I’m very excited to begin working as the Director of the Carl F. H. Henry Institute for Evangelical Engagement (@HenrySBTS) at Southern Seminary. Here are the basic details from the SBTS press release:
Owen Strachan will lead the Carl F.H. Henry Institute for Evangelical Engagement at The Southern Baptist Theological Seminary, President R. Albert Mohler Jr. announced last month.
“Owen Strachan is one of the finest young scholars and leaders serving the church today,” Mohler said. “He is also a veteran observer of the culture and a faithful theologian of the church. That is a powerful combination, and that explains why Owen Strachan is now the right leader for the Henry Institute. I look forward to seeing what Owen will do with this strategic platform and research center. Carl Henry would be very proud of this appointment.”
The Henry Institute, established in 1998, takes its name in honor of the life and work of Carl F. H. Henry, who is widely regarded as the most important 20th century evangelical theologian.
As noted in the brand-new website, the Henry Institute was led for years by Dr. Russell Moore, then the Dean of the School of Theology at SBTS and now the President of the Ethics & Religious Liberty Commission of the Southern Baptist Convention. Moore knew Henry and worked closely with him to found the Henry Institute in 1998. I’m honored to follow Dr. Moore in this role.
I’ve learned a great deal from Mohler, who learned a great deal from Henry, and so I’m thrilled to serve in this role. I was for a time fellow church members with Henry. During my pastoral internship under Dr. Mark Dever at Capitol Hill Baptist Church in 2003, Carl and Helga Henry were watchcare members while I was a regular member. I thus never got to meet Henry (as Moore, Greg Thornbury, and others did), but I was a fellow CHBC member. Dever, of course, was recruited to the historic Capitol Hill congregation by Henry.
(I should also note that this is the second Henry-related center I’ve worked for. I had three great years as Managing Director of the Carl F. H. Henry Center for Theological Understanding at Trinity Evangelical Divinity School, working under Douglas Sweeney. One way or another, Henry can’t seem to get rid of me!)

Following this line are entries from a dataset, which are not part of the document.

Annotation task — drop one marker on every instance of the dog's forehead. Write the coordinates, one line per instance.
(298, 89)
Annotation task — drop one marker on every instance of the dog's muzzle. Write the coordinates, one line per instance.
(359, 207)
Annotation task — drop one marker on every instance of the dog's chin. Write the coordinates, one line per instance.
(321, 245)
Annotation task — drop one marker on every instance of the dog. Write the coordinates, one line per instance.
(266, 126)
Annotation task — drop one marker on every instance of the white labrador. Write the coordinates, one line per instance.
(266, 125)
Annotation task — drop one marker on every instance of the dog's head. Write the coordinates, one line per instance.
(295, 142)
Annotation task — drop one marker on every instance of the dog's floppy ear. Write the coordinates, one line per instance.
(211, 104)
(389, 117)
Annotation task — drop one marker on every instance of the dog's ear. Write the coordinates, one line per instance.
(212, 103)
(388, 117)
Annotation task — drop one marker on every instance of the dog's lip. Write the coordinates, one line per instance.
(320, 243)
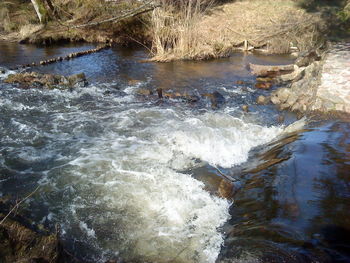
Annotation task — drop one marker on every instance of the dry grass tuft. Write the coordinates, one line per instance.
(29, 29)
(275, 25)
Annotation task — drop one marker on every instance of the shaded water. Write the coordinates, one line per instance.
(137, 179)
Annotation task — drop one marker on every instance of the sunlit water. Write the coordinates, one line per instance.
(136, 179)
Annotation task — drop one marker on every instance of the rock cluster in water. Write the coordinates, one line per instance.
(216, 98)
(304, 88)
(28, 80)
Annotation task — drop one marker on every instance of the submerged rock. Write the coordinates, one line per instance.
(245, 108)
(216, 99)
(28, 80)
(263, 85)
(262, 100)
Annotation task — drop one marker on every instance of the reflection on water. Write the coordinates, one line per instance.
(297, 210)
(136, 179)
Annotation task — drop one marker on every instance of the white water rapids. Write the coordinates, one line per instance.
(117, 178)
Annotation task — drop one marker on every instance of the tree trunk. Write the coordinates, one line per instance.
(41, 10)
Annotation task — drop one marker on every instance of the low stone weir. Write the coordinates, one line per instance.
(67, 57)
(318, 83)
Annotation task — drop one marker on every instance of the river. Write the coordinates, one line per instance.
(137, 179)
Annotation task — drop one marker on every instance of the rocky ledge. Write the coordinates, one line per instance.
(28, 80)
(318, 82)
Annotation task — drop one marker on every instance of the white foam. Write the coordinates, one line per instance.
(162, 214)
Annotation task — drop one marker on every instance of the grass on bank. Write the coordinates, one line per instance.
(203, 33)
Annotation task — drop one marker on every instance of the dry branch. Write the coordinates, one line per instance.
(18, 204)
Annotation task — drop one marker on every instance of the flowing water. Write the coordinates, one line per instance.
(138, 179)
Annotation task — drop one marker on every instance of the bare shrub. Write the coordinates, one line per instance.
(183, 31)
(174, 30)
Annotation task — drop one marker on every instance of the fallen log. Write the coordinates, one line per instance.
(270, 70)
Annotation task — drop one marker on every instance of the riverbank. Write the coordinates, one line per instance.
(198, 31)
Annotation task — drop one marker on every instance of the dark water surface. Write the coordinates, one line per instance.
(137, 179)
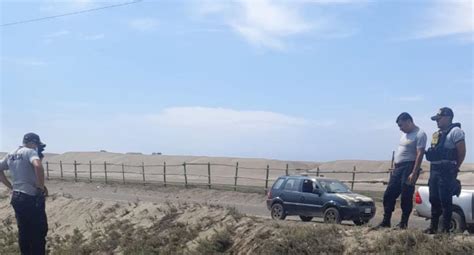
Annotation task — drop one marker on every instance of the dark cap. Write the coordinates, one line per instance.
(32, 138)
(445, 111)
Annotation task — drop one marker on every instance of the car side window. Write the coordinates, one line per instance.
(289, 185)
(293, 185)
(308, 186)
(278, 184)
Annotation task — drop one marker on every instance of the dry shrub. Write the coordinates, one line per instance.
(298, 239)
(416, 242)
(8, 238)
(219, 242)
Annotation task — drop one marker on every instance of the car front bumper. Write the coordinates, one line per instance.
(357, 212)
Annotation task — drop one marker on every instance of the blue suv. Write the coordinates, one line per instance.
(310, 197)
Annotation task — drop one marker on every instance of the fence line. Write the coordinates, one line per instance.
(186, 176)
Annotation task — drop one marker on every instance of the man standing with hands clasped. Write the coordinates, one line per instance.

I do hope that folks will profit from the renewed work of the Henry Institute. We’ve got much to do in terms of engaging both the church and the culture with the gospel and the body of ethics and doctrine it produces. For my part, I hope to emulate Henry in some small way by carrying out this mission with humility, gospel passion, and a genuine love for the church and those outside of it. It’s my hope that we can assist and equip congregations to think well and minister more faithfully in our turbulent but exciting times. Henry lived and worked with a sense that the kingdom really and truly would advance despite the encroachment of darkness. I want to do the same, and to encourage others to serve Christ with great confidence and hope.